Print information about trainable parameters in the model.

This method displays the number and percentage of trainable parameters, which is particularly useful when using parameter-efficient methods like LoRA. It helps monitor the efficiency of the fine-tuning approach.

Example:

# Print trainable parameter statistics
actor.print_trainable_parameters()
# Output: trainable params: 4,194,304 || all params: 7,241,732,096 || trainable%: 0.058
process_sequences(sequences: torch.Tensor, input_len: int, eos_token_id: int, pad_token_id: int) Tuple[torch.Tensor, torch.Tensor, torch.Tensor][source]

Called by trainer/fast_exp_maker.py.

Process generated sequences to create proper attention and action masks.

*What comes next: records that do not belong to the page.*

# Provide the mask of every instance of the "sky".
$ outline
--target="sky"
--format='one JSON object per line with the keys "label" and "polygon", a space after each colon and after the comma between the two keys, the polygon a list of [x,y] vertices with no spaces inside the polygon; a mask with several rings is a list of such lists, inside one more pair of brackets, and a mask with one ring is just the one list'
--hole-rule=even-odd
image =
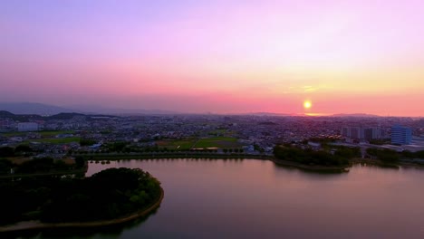
{"label": "sky", "polygon": [[3,0],[0,101],[424,116],[423,11],[421,0]]}

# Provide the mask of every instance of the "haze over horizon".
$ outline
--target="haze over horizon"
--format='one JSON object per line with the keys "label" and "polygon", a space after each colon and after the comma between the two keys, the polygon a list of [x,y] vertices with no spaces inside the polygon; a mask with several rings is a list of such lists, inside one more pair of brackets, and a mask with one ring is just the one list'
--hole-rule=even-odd
{"label": "haze over horizon", "polygon": [[1,1],[0,101],[423,116],[422,9],[419,0]]}

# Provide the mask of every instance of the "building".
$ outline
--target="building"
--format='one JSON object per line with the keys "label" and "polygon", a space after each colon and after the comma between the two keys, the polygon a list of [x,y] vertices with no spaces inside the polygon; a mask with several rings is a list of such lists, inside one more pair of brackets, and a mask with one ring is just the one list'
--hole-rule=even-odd
{"label": "building", "polygon": [[34,122],[18,123],[18,131],[38,131],[38,124]]}
{"label": "building", "polygon": [[370,127],[343,127],[342,135],[353,139],[382,139],[383,133],[381,128]]}
{"label": "building", "polygon": [[395,125],[391,127],[391,144],[408,145],[412,141],[412,129],[408,127]]}
{"label": "building", "polygon": [[382,130],[381,128],[365,128],[363,129],[363,138],[367,140],[382,139]]}

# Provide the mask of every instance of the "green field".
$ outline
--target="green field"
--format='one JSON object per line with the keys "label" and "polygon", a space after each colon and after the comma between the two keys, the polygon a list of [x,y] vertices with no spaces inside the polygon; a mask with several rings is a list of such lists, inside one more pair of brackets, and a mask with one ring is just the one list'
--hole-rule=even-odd
{"label": "green field", "polygon": [[196,139],[186,139],[179,140],[160,140],[157,141],[156,144],[159,148],[167,148],[168,149],[190,149],[195,142]]}
{"label": "green field", "polygon": [[5,137],[14,137],[14,136],[19,137],[19,136],[24,136],[27,133],[36,133],[36,134],[40,134],[42,138],[50,138],[50,137],[53,137],[59,134],[72,134],[73,131],[70,131],[70,130],[47,131],[46,130],[46,131],[32,131],[32,132],[7,132],[7,133],[1,133],[1,135]]}
{"label": "green field", "polygon": [[237,139],[232,137],[213,137],[200,139],[194,148],[240,148]]}
{"label": "green field", "polygon": [[80,137],[71,137],[71,138],[47,138],[47,139],[31,139],[30,142],[40,142],[40,143],[52,143],[52,144],[69,144],[72,142],[80,142]]}

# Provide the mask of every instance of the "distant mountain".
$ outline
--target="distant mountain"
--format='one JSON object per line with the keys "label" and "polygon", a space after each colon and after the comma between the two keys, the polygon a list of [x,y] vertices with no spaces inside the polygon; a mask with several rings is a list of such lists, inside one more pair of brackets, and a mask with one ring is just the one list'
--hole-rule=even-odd
{"label": "distant mountain", "polygon": [[12,119],[16,121],[24,122],[29,120],[66,120],[74,117],[84,117],[86,120],[101,119],[101,118],[119,118],[112,115],[101,115],[101,114],[81,114],[81,113],[59,113],[51,116],[41,116],[37,114],[14,114],[9,111],[0,110],[0,119]]}
{"label": "distant mountain", "polygon": [[0,110],[0,119],[7,118],[16,121],[29,121],[30,120],[43,120],[43,116],[37,114],[14,114],[9,111]]}
{"label": "distant mountain", "polygon": [[381,117],[379,115],[372,115],[372,114],[333,114],[334,117],[361,117],[361,118],[372,118],[372,117]]}
{"label": "distant mountain", "polygon": [[179,114],[177,111],[142,109],[119,109],[100,106],[72,106],[60,107],[55,105],[32,102],[0,102],[0,110],[14,114],[55,115],[59,113],[85,113],[107,115],[151,115],[151,114]]}
{"label": "distant mountain", "polygon": [[74,110],[41,103],[31,102],[0,102],[0,110],[9,111],[14,114],[38,114],[53,115],[63,112],[72,112]]}
{"label": "distant mountain", "polygon": [[69,106],[74,109],[74,111],[91,113],[91,114],[112,114],[112,115],[157,115],[157,114],[180,114],[178,111],[162,110],[143,110],[143,109],[120,109],[106,108],[93,105],[77,105]]}

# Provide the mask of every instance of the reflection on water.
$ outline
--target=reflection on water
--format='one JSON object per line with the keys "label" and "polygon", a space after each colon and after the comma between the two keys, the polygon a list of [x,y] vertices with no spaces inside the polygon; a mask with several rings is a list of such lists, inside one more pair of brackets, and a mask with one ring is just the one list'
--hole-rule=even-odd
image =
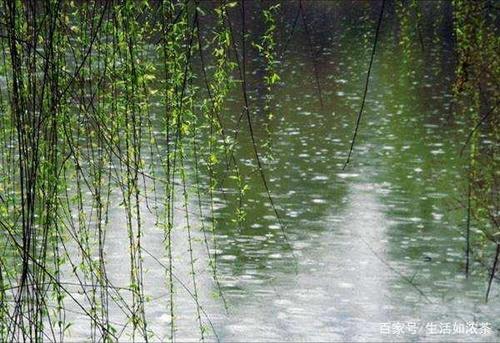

This method post-processes the generated sequences to ensure proper handling of end-of-sequence tokens and creates masks needed for reinforcement learning training. It handles edge cases like multiple EOS tokens and ensures consistent sequence formatting.

Parameters:
  • sequences (torch.Tensor) – Generated token sequences

  • input_len (int) – Length of the input prompt

  • eos_token_id (int) – End-of-sequence token ID

  • pad_token_id (int) – Padding token ID

Returns:

Tuple of processed sequences, attention mask, and action mask

Return type:

Tuple[torch.Tensor, torch.Tensor, torch.Tensor]